Walau Indonesia masuk MEA bukan berarti regulasi yang ada di tingkat lokal ditabrak. Timboel mengusulkan agar pemerintah patuh terhadap UU Ketenagakerjaan. Penegakan hukum ketenagakerjaan terutama terkait penggunaan TKA harus dilakukan secara serius dan ditingkatkan.

Persoalan lainnya menyangkut kompetensi dan ketersediaan lapangan kerja bagi pekerja lokal. Timboel menyambut baik upaya Menaker dalam melakukan persiapan menghadapi MEA, sebaliknya mengkritik upaya yang dilakukan Kemenaker itu hanya membangun infrastruktur, bukan capaian kuantitas dan kualitas kompetensi pekerja. Pembangunan infrastruktur itu mestinya dilakukan jauh sebelum MEA bergulir. Jika itu dilakukan maka ketika Indonesia masuk MEA diharapkan ada jutaan pekerja lokal yang mengantongi sertifikasi kompetensi sehingga siap bersaing dalam MEA. "Saya menilai pemerintah lambat untuk menciptakan pekerja-pekerja lokal yang kompeten," urai Timboel.

Timboel mencatat di Kepluauan Riau ada 400 ribu pekerja. Dari jumlah itu hanya 1.400 orang yang punya sertifikasi kompetensi. Menurutnya jumlah itu sangat kecil dan ia yakin hal serupa juga terjadi secara nasional.

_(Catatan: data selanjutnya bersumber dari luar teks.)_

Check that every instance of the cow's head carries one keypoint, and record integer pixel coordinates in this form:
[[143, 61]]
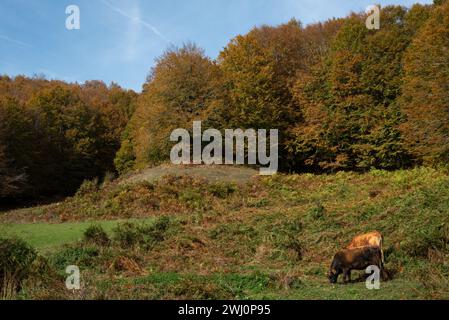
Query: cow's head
[[333, 275]]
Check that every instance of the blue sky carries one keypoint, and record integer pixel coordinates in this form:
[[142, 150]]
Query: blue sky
[[119, 39]]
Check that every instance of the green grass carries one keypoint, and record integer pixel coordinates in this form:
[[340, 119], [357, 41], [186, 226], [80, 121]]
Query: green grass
[[48, 238]]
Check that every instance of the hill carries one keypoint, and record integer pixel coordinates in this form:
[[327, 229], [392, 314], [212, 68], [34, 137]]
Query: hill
[[262, 237]]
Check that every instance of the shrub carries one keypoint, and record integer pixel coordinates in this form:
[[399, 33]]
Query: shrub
[[79, 256], [16, 259], [96, 235], [88, 187]]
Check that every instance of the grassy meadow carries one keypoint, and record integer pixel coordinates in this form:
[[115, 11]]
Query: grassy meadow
[[184, 236]]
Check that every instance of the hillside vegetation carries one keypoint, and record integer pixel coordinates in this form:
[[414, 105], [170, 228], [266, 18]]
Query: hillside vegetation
[[271, 237]]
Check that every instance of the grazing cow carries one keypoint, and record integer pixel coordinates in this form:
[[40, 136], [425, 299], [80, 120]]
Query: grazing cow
[[374, 239], [354, 259]]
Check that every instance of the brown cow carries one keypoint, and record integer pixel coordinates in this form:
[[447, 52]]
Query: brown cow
[[354, 259], [374, 238]]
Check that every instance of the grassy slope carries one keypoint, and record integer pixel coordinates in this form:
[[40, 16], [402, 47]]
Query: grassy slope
[[269, 238]]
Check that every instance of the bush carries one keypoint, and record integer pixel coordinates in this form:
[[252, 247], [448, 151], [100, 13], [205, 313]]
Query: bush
[[96, 235], [129, 235], [16, 259]]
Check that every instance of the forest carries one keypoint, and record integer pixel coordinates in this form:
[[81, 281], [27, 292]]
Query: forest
[[344, 98]]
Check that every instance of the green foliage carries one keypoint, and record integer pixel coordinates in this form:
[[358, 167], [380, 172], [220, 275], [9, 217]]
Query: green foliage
[[75, 255], [130, 235], [425, 91], [16, 261]]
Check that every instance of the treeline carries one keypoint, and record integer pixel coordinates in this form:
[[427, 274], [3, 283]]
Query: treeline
[[53, 135], [343, 97]]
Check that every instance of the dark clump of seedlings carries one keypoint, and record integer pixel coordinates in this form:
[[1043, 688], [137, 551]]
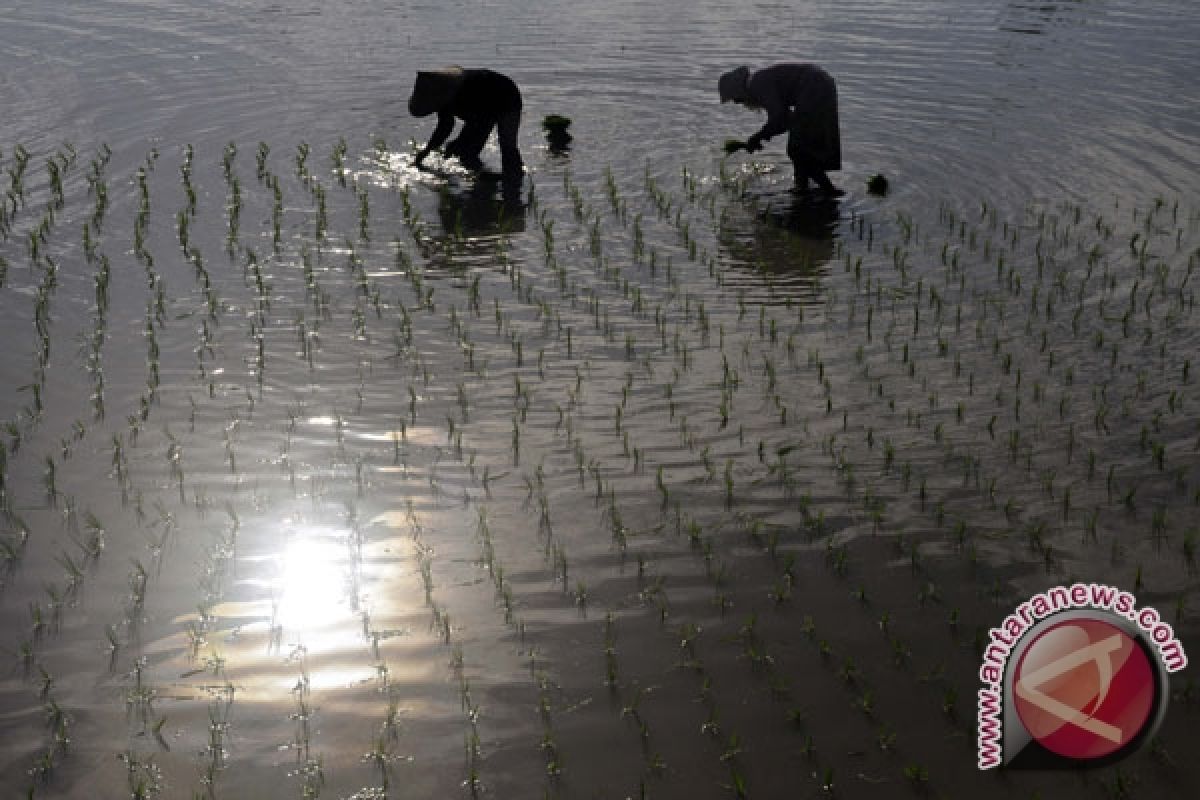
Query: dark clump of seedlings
[[557, 134]]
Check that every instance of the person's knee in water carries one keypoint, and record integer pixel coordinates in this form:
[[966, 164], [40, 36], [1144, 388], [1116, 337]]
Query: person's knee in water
[[799, 100], [484, 100]]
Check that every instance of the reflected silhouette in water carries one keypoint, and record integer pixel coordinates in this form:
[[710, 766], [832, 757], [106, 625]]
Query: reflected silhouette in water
[[785, 240], [480, 210], [474, 218]]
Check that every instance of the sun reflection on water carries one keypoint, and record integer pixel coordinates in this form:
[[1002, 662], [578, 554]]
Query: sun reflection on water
[[311, 589]]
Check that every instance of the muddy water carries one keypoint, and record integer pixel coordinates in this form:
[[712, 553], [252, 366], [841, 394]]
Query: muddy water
[[331, 477]]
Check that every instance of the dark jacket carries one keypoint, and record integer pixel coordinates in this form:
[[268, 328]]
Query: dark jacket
[[801, 100]]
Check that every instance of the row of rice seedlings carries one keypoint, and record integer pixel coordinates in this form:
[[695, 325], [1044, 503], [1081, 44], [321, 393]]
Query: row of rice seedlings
[[839, 560]]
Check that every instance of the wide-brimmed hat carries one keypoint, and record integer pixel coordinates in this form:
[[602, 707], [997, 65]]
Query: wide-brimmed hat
[[732, 85]]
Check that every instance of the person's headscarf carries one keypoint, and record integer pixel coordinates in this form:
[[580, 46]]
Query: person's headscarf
[[732, 85]]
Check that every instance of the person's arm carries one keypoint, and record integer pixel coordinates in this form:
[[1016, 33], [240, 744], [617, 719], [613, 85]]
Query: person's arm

Melihat hal itu Timboel khawatir pengusaha di Indonesia akan lebih memilih tenaga kerja asing (TKA) ketimbang pekerja lokal. Selain itu pengusaha cenderung menyukai merekrut TKA karena pasal 42 ayat (2) UU Ketenagakerjaan menyebut TKA hanya dipekerjakan dalam jangka waktu tertentu. Itu mempermudah pengusaha melakukan pemutusan hubungan kerja (PHK) terhadap TKA daripada pekerja lokal yang berstatus tetap.

"Mengacu UU Ketenagakerjaan, pekerja lokal bisa dikontrak tetapi dalam batas waktu tertentu dan pekerjaan tertentu. Jika pengusaha melanggar pasal tersebut maka si pekerja otomatis menjadi pekerja tetap," urai Timboel.